束子は育つものなのです。
いつもありがとうございます☆
待望の束子は要望してから二日後に手元に届いた。
それからユーリは片時も手元から離さずに束子を愛でている。
さりさりチクチク、さりさりチクチク。
束子を撫でて感触を楽しむユーリの口元は緩み、気付くと「うふふふふ」と堪えきれない声がこぼれている。
「そんなにたのしいのか?」
変なものでも見る顔をして兄は聞いて来た。
「せめて食事中は止めなさい」
母も理解出来ないという顔をしている。
父は微妙な顔をして、姉は特に関心はないようだ。
「……可愛がるならガァちゃんがいるし。家で何か生き物が飼いたいのなら猫ならいいわよ?」
愛玩動物の代わりだと思ったのか、諭すように母は言葉を重ねた。

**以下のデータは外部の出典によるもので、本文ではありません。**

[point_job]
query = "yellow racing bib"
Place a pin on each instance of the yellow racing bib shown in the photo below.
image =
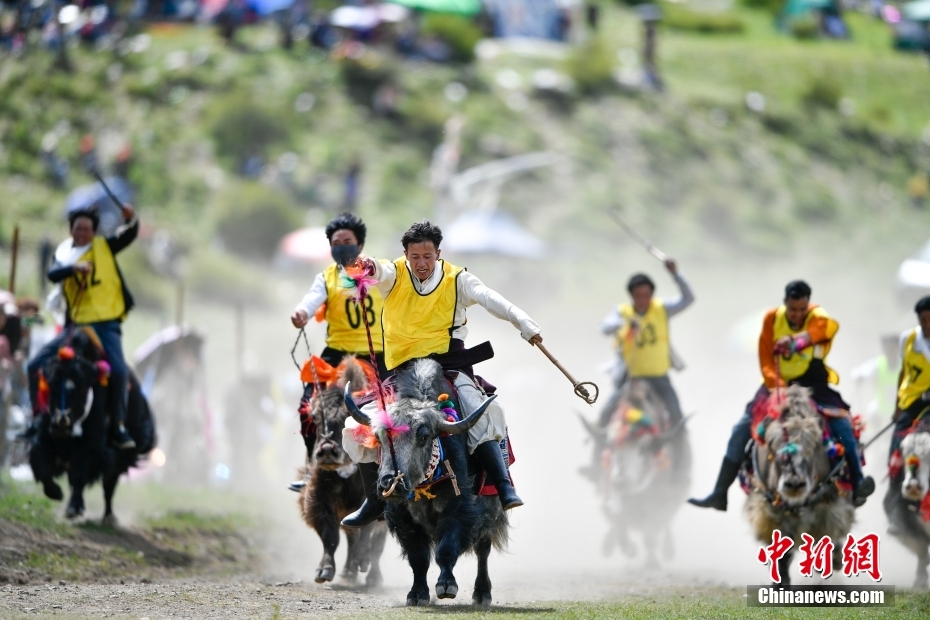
(916, 379)
(796, 365)
(102, 296)
(417, 325)
(345, 325)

束子を片時も手元から離さず、隙を見ては撫でて愛でる幼児は奇行に走っているように見えるらしい。
「ちがうの。そだててるの!」
愛玩しているのではなく、育てているのだというユーリの言葉に家族は信じられない顔をした。それを見て言葉を間違えたとユーリは悟り、言い換えようとするより早く姉が口を開いた。
「ユーリ、束子は生き物じゃないわ。育つ事はないのよ」
「う、ううん。こほん。ローザの言う事は間違いないが、ユーリも分かっているんだよな? ハリネズミにでも見立てているなら本当に飼おうか?」
諭すように言う姉と、幼児を傷付けないように束子から離すように持っていこうとする父。完全にメルヘンな方向に勘違いされている事に気付いたユーリは焦りを感じた。束子をハリネズミだと思って愛玩する幼児に勘違いされるのは痛過ぎて耐えられない。
「あのね、やわらかくなるように『そだて』て『ならして』るの。ハリネズミのかわりじゃないの!」
「あ、ああ、だよな。父様は分かっていたよ。分かっていたとも」
「え? ならしてそだてるって、いきてるのか??」
父は複雑な顔をしつつも理解を示し、兄は意味が分からないという顔をした。
姉は生温い目で見て来て、母は察して突っ込んだ質問をして来た。
「束子を柔らかくして何にどう使うつもりなの?」
そう、柔らかくした先に目的があるのだ。本当はすぐに使いたかったのだが、幼児には難しい事に気付いた。その為に柔らかくしているのだけど、言えば止められるかもしれない。
「えへへ、ナイショ!」
こういう時は必殺、ヒ・ミ・ツ宣言に限る。その内に分かるし、使う所を使い方を見れば納得してもらえると思う。変な事をするわけではない。むしろ知ったら手放せなくなるのではないだろうか。それを思うと「くふふふふ」と幸せな笑みがこぼれてしまう。
幼児の楽しそうな可愛い顔を見たら、止めるのは難しい。取り上げて泣かれる事を考えたら諦めるしかないだろう。ユーリ本人は狙っていたわけではないが何とか認められた。
「お母様、猫は飼ってもいいのね? 私、飼ってみたいと思っていたの」
「あ、オレ! ハリネズミかいたい!」
「ハリネズミっ!」
そして新たな問題が発生するのだった。
ハリネズミは単に父の思い付きで言っただけらしく、更に母が了承しなかった。
けれど、猫は母が言い出した事もあり。
姉の友人宅に丁度子猫が産まれたからもらうという話になった。
食事の後、珍しく姉に礼を言われる事になったのだった。
そうして、寝ても起きてもお風呂でも束子を手放さず大事に育てた結果。
一週間後、大丈夫だろうと思える位に柔らかくなった。
いざという段階になって、一番説得が難しいのは身近にいるマーサだという事に気付く事にはなるのだが。
とりあえず、束子を取り上げられなかった事にユーリはホッとしたのだった。
束子を使う所までいけないのが残念ですが、長過ぎると読むのに疲れそうなのでキリがいいこの辺りで☆
分かる人には束子が出て来た段階で使い方は分かるのではないかと思います♪
使うのは愛でる以上に奇行に見える可能性がありそうですが、頑張って使えるようにしたいなと。
姉のローザは猫が飼いたかったようです。
書く前は全くそんな事を考えてなかったのに、急に決まりました。
ハリネズミは飼わないかもしれませんが、兄のラルフはカイルに話すだろうし。
カイルが両親に話したら、善意から貴族社会繋がりで入手してくれそうな気がするんですよね。
世話は家人がする事になりそうですが、構い倒しそうな気はします。